Anuscha Dablika (Cosmina Stratan) hilft ihrer Schwester Tida (Mathilde Bundschuh), deren Fruchtblase unerwartet früh geplatzt ist. Foto: ARD Degeto/BR/Walter Wehner

Eigentlich hat man am Abend des zweiten Feiertags wirklich genug für ein ganzes Jahr. Genug von Weihnachtsliedern, Firmenfeiern, Christbäumen, trockenem Stollen, Sieben-Kilo-Gänsen und Familienärger. Vor allem aber von toten Babys. Und menschenverachtenden Banden.

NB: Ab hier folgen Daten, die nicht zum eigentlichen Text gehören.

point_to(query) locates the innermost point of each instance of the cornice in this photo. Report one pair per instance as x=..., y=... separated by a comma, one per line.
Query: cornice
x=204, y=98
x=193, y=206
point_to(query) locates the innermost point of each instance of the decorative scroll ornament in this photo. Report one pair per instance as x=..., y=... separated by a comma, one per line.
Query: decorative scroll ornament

Aber nun ja, da sind wir eben, „Klingelingeling“, der Münchner Tatort. Im Zentrum der harten, aber guten Folge mit dem Duo Leitmayr (Udo Wachtveitl) und Batic (Miroslav Nemec) haben wir es mit der unerträglichen Heuchelei zu tun, die besonders in diesen Tagen sichtbar wird: Kriminelle Banden, die busweise Frauen, Jungs, Kinder aus Rumänien zum Betteln in die Fußgängerzonen karren. Nicht ohne sie unter Drogen zu setzen und windelweich zu prügeln.

Mittendrin die zwei jungen Schwestern Tida (die großartige Mathilde Bundschuh, die man etwa aus dem Gerichtsdrama „Das Ende der Geduld“ kennt) und Anuscha Dablika (die Rumänin Cosmina Stratan, 2012 in Cannes und 2014 auf der Berlinale ausgezeichnet).

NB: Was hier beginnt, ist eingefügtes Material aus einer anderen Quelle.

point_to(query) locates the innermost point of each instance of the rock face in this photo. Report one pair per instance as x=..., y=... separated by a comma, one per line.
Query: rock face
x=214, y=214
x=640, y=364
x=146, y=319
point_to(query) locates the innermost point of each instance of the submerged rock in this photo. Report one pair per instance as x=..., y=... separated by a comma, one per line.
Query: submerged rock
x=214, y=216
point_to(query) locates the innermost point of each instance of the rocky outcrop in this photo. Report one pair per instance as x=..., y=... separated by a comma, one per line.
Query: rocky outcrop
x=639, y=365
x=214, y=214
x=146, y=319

Auf der Flucht vor der Bande

Die eine bekommt Monate zu früh Wehen, bringt das Kind in einem Keller zur Welt, das kurz darauf tot in einer Friedhofskapelle gefunden wird. Die andere flieht, der Anführer Radu Stelica (Florin Piersic jr.) und seine Helfer hinter ihr her, dabei stirbt Radus Bruder. Die Schwestern finden Zuflucht bei einer rumänischen Hilfsorganisation, Bande und Kommissare immer hinterher.

Tatort München: "Klingelingeling", Montag, 20.15 Uhr, ARD

Wäre es irgendeine andere Tatort-Filiale, hätte das Thema ziemlich schief gehen können. Aber dem Drehbuch von Dinah Marte Grolch, der Regie von Marcus Imboden (der derzeit gefühlt jeden Tatort macht) und vor allem der Souveränität von Wachtveitl und Nemec sei Dank passiert das nicht.

Und vor allem eines funktioniert, auch das dank der pointierten Inszenierung Imbodens: Es ist geradezu kathartisch, wie herrlich genervt die Kommissare von dem ganzen Klingeling-Gedöns sind. Und dann am Ende das einzig Erhellende tun in diesen trostlosen Tagen. Sie fahren nach Rumänien. Und bringen die Toten und Lebenden zu ihren Familien zurück.